The problem set up is as follows: Let $\omega^{(i)} \in \mathbb{R}^n$, for $i=1,2,...,k$, $k \le n$, be i.i.d. random vectors (whose distribution is irrelevant). Also, let $A \in \mathbb{R}^{m \times n}$.
The paper I'm reading then claims that (1) since $\omega^{(i)}$ are random vectors, they lie in general linear position, and therefore (2) no linear combination of $\omega^{(i)}$ lies in the null space of $A$.
I understand why (1) holds but can't see the reason for (2). The paper doesn't explain this result or give any citation for a proof, so I assume it's a classical result, but Google/Scholar searches didn't yield anything, and I don't know enough about algebraic geometry to even begin a proof.
Either posting a proof or simply a link to one would be sufficient for me.
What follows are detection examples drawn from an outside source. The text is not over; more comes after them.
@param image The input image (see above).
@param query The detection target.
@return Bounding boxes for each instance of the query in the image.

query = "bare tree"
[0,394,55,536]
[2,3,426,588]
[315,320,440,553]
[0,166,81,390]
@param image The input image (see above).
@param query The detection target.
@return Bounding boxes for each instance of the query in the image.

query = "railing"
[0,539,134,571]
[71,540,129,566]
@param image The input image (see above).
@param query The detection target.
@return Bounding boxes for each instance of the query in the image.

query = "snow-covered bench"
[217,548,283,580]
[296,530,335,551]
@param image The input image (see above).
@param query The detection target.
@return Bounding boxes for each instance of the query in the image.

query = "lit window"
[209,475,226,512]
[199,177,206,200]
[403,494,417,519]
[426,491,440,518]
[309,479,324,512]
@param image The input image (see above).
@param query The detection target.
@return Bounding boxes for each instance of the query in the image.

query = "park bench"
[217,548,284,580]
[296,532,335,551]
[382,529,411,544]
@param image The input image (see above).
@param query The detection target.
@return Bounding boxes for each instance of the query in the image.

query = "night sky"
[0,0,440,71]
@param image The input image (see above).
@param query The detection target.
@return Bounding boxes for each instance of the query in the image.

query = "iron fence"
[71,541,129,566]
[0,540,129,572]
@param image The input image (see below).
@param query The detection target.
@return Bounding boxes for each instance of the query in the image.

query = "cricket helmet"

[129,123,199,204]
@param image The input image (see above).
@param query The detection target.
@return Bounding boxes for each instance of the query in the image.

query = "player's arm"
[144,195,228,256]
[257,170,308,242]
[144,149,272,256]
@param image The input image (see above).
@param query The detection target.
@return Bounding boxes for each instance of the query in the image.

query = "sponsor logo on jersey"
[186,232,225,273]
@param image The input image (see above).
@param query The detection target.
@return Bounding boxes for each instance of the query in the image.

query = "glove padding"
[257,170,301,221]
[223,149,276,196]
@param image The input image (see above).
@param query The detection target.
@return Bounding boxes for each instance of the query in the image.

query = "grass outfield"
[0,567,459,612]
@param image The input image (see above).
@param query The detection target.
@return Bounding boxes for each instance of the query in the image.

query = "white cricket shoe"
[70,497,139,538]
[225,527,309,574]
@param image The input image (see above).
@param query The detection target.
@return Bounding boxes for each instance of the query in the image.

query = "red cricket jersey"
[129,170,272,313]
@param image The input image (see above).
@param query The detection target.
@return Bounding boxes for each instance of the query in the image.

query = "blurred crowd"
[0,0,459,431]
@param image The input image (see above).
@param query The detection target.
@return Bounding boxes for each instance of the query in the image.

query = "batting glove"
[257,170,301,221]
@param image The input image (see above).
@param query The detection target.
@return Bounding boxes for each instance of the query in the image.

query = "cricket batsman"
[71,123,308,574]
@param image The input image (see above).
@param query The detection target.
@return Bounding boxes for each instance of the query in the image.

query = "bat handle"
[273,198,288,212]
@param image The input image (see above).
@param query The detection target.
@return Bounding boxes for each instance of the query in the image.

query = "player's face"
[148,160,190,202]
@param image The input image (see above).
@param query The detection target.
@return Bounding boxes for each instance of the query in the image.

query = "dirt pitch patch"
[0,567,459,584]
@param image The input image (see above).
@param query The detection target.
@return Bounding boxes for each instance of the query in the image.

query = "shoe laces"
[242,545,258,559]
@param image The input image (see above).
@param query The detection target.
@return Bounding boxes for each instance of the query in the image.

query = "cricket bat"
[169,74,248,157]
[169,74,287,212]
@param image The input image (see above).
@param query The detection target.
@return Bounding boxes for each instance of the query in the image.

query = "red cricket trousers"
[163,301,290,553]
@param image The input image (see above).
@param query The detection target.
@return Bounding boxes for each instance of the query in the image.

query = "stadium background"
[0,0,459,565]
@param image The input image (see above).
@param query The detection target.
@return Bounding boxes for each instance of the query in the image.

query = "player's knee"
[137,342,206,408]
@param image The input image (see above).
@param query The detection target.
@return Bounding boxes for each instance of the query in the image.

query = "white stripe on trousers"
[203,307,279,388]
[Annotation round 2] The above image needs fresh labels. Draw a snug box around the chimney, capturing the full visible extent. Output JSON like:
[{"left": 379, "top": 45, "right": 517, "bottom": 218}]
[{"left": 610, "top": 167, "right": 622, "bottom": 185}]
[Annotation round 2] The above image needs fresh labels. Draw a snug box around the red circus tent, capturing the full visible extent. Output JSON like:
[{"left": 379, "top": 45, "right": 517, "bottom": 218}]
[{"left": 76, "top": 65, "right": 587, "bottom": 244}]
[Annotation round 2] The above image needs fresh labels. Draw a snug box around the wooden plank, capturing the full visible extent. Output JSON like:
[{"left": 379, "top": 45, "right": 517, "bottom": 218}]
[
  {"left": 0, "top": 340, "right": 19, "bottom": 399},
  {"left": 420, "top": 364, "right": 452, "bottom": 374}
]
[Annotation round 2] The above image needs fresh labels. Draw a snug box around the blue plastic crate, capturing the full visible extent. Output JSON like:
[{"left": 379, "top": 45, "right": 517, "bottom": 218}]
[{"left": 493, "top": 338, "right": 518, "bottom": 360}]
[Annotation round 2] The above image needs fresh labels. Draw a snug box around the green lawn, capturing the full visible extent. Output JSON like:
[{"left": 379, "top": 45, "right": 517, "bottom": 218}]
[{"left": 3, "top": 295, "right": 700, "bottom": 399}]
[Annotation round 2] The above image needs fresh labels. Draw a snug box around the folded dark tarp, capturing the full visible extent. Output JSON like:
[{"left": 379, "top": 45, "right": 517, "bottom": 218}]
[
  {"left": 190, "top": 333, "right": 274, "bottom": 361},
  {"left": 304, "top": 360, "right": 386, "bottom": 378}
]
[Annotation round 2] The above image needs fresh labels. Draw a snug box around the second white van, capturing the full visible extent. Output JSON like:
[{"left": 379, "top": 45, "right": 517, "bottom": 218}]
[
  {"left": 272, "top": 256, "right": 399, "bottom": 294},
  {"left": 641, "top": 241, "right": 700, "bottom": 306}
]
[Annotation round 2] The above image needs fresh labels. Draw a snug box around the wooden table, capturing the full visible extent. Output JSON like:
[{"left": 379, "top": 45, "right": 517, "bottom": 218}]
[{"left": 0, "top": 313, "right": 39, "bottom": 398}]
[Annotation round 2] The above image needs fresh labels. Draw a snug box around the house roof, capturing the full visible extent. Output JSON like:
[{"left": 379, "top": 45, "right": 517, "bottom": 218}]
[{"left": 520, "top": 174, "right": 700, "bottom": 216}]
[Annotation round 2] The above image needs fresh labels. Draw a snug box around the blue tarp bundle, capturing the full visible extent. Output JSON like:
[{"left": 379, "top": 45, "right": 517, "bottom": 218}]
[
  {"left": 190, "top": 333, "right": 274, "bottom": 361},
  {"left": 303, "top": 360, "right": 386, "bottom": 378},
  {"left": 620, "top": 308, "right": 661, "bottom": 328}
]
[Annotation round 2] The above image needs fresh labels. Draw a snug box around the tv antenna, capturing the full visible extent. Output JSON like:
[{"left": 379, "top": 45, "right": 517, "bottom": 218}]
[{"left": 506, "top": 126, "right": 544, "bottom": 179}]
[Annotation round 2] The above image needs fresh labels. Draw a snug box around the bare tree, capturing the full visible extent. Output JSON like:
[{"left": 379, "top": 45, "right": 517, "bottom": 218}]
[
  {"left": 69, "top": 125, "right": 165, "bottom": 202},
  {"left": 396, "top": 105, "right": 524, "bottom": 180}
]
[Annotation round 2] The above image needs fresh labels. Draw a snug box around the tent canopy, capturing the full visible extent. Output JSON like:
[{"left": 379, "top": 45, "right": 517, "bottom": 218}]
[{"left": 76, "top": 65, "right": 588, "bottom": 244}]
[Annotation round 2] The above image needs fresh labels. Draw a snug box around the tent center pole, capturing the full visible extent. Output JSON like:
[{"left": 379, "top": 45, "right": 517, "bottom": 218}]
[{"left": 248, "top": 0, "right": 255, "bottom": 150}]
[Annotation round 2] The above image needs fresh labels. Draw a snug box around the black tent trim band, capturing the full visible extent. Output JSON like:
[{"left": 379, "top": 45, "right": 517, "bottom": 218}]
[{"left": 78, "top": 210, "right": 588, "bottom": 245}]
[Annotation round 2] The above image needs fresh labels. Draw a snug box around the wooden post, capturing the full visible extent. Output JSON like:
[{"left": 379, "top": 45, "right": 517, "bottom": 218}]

Thanks in advance!
According to the Omnomnomnom's post, assume that $dim(\ker(A))=p\leq n-k$. Then we randomly choose a basis $B=\{e_1,\cdots,e_{n}\}$ s.t. $span(\{e_1,\cdots,e_{p}\})=\ker(A)$ (firstly randomly choose the $p $ first vectors in $\ker(A)$). Then, in the basis $B$, $\det(e_1,\cdots e_{n-k},v_1,\cdots,v_k)=\det(\begin{pmatrix}I_{n-k}&U_{n-k,k}\\0_k&V_{k,k}\end{pmatrix})=\det(V)$ where $V$ is random (if the $(v_i)$ and $A$ are independent). Finally $\det(V)\not= 0$ almost everywhere and we are done.